McDermott described her interest in “exploring how Nazrul is remembered, celebrated and thought of differently in West Bengal and Bangladesh.”
The professor asserted that Nazrul Islam’s epithet as the “Rebel Poet” was derived both from his most famous poem “Bidrohi” — which means “the rebel” in Bengali — and from the radical views he conveyed through his poetry during the 1920s and 1930s.
“He was a revolutionary in many trajectories,” McDermott said. “Nazrul was very much against social injustice and clearly expressed his anti-British and anti-colonial sentiment through his writing.”

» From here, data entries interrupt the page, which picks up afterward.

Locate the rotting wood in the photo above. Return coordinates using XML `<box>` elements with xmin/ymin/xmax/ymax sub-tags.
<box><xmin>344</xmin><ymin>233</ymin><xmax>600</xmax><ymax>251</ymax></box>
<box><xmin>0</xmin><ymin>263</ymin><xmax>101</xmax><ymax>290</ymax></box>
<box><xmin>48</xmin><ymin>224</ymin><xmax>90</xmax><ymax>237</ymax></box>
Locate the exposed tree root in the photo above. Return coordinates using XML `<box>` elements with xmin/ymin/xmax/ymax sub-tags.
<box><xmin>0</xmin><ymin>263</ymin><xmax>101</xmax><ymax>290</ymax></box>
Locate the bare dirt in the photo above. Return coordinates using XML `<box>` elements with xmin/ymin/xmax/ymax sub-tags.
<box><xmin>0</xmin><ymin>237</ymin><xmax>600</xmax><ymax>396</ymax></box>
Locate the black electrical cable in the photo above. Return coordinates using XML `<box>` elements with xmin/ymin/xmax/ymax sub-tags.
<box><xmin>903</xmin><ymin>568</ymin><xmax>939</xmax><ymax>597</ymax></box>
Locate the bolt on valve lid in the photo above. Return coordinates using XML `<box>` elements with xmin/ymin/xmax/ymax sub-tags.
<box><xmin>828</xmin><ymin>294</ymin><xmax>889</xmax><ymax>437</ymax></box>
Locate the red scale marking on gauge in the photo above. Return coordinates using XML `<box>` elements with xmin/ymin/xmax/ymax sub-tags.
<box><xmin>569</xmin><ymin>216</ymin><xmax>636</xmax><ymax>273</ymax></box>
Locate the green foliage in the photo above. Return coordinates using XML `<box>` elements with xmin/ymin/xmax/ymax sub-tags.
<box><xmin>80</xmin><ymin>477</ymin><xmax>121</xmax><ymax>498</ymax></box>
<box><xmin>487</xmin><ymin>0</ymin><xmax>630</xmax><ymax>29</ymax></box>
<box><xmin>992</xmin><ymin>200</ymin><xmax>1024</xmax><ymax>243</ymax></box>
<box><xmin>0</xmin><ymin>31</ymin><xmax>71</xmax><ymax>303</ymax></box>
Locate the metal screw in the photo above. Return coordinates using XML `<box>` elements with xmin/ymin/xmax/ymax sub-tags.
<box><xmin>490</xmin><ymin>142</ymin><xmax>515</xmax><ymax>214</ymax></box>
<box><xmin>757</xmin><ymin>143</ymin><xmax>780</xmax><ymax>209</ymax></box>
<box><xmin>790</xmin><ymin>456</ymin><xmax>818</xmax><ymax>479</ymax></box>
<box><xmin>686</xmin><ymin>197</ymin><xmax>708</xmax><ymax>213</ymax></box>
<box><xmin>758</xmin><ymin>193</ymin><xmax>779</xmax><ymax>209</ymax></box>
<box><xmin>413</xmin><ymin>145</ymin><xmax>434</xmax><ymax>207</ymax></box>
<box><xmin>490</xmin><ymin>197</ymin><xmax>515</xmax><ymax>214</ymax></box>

McDermott also said Nazrul Islam’s practice of Islam and Hinduism influenced his writing.
“What is fascinating about his poetry is that it is interlaced with Hindu and Muslim imagery,” she said.
However, McDermott acknowledged that Nazrul Islam’s cultural influence is remembered quite differently in Bangladesh and West Bengal, portrayed as an advocate of Muslim regeneration, and “a secular icon” respectively.
“Nazrul is mostly championed in Bangladesh as a pioneer of Muslim regeneration,” she said. “He wrote, time and time again, that Muslims needed to be regenerated in Bengal because they were too conservative and uneducated. He had a view of Muslim uplift.”
McDermott also addressed the presence of some dissent over Nazrul’s designation as the National Poet of Bangladesh, stemming from many Bangadeshi’s belief that someone who lived in the country for a longer period and who was not half Hindi should hold this title.
Further, McDermott stressed that Nazrul Islam’s emphasis against religious divisions in society is inconsistent with his popularity in Bangladesh, a country formed as a result of such divisions.
“He represents a difficult legacy for people trying to claim him as a national poet in a country that is built around separation through religion,” she said.
McDermott concludes by recognizing that Nazrul Islam remains a complicated but revered public figure.
“He is such a complex person that multiple Nazruls can arise as needed,” she said. “Because of this multivocality, he inspires endless fascination and endless pathos. Who is this Nazrul and who will he become?”